Jenna and I: Easter break of my sophomore year
One of my favorite stories from small group that year involves Jenna. She had been a part of Chi Alpha and church and small group for several months at this point and was growing so much in the Lord. We were all sitting in a crowded circle in my dorm room about to start small group. Like usual, we started off small group by asking a question and every girl took a turn answering. Tonight’s question was what kind of Bible did each girl have. What I meant by this question was what translation did each girl have (for example, NIV, KJV, ect). These beginning questions weren’t supposed to be deep but rather just break the ice questions (I usually asked things like “If you could be any fruit what would you be?”). It was Jenna’s turn first. She looked down at her Bible and back at us with kind of a confused look on her face. Then she answered “A pink one”. We all laughed, because although her Bible was indeed pink, that was not the answer I was looking for. Although this is a funny story, I learned something from this.  At this point Jenna was telling her friends about Jesus, was telling her family, was praying for people and reading her Bible daily. She was already being used by God.

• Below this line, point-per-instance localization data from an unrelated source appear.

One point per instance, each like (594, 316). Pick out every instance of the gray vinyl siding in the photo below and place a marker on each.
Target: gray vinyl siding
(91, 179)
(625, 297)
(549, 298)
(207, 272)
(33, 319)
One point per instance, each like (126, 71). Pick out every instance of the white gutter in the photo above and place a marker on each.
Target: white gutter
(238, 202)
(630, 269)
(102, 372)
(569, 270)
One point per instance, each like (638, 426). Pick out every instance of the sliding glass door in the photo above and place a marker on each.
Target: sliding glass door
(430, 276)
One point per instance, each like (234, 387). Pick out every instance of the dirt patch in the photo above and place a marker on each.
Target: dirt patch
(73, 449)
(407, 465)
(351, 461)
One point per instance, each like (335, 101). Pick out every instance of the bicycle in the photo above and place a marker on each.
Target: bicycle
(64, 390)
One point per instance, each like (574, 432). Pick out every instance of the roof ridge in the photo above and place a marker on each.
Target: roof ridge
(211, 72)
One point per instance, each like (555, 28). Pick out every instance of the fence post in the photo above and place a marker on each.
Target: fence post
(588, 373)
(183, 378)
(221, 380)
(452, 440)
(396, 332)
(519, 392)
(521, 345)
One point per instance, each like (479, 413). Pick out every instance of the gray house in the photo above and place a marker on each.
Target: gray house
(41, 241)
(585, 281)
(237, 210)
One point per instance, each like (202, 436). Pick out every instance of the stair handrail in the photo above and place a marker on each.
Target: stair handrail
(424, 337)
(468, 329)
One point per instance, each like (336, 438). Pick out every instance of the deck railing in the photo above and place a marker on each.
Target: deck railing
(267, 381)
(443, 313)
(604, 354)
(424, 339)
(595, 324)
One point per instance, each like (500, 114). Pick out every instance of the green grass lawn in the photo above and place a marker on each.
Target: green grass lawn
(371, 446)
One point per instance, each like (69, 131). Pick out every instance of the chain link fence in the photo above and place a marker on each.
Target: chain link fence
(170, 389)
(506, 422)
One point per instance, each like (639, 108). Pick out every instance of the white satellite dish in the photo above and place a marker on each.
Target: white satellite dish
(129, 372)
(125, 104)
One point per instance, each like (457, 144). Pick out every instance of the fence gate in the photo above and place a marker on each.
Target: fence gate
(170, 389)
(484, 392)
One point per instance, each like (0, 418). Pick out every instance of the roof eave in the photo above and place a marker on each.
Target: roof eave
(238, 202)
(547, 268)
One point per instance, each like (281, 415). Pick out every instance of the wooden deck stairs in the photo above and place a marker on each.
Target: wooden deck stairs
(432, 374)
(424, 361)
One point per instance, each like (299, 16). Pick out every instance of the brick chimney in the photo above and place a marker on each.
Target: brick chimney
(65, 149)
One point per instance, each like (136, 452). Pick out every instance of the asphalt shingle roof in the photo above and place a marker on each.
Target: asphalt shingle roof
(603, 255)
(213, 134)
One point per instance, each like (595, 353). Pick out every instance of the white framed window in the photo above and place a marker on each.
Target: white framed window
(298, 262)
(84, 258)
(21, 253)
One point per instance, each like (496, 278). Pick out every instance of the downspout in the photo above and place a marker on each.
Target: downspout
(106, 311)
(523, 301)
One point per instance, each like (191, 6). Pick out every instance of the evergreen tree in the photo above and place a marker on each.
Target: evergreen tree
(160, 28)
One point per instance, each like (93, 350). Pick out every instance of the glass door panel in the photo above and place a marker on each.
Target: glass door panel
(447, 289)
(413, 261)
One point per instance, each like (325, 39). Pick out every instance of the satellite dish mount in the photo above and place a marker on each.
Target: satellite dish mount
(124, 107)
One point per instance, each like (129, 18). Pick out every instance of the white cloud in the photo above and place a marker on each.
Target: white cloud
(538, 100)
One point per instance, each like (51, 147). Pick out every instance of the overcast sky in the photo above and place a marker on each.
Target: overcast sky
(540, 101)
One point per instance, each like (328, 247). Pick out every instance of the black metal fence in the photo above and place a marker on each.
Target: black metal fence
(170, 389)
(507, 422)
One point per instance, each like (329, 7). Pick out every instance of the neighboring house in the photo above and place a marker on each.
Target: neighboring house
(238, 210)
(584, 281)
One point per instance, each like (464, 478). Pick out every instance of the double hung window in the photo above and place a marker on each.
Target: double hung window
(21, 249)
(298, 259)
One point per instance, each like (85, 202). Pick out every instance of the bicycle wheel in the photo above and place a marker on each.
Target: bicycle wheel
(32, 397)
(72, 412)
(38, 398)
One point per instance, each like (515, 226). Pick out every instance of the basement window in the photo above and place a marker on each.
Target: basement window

That was one of the ways that I learned the incredible power of saying yes to God. Jenna had very little former Bible training and some may say she had little knowledge but she had said yes to God. The details didn’t matter and I have seen this girl share love with so many people. The next year, Jenna became a small group leader, less than a year after receiving God for herself and God has used her. It would have been easy for her to decide she didn’t know enough to begin sharing Him or she wanted to learn and receive more before she took on a role of giving. When I became an RA that year I was unqualified, broken and young but God opened every door. Even getting the position was a miracle but what God did afterwards was astonishing. I could have easily said no. I could have taken one look at those job requirements and said nope, obviously no one would hire me, I don’t qualify. Although in my case, I technically didn’t qualify, I realize there are so many times when I don’t step out in faith or say yes to God because I decide that I don’t qualify. I struggled with my relationship with God my sophomore year, it really stretched me, and yet, God used me anyway. Nothing can disqualify us from being used by God except ourselves. When God asks us to do something, all we have to do is say yes, and He will take care of the rest of it even if we don’t “qualify”. There is a strength to willingness that I have so often taken for granted. God doesn’t want our qualifications, He wants our yes.  I don’t mean that we should lead immaturely or without a lot of prayer but I do mean that if God is calling us, He will provide as soon as we say yes.
            Jenna is one of the dearest friends I have ever had. She inspires me daily and encourages me always. I can’t imagine my life without her now. Her friendship is a huge blessing in my life but truth is if I hadn’t said yes to God, would that even be the case? If Jenna hadn’t said yes to God, would we be where we are now? God has so much in store for us, so many blessings He wants to pour out on us, all we have to do is say yes, and He takes care of the rest. And its better than we could have ever imagined.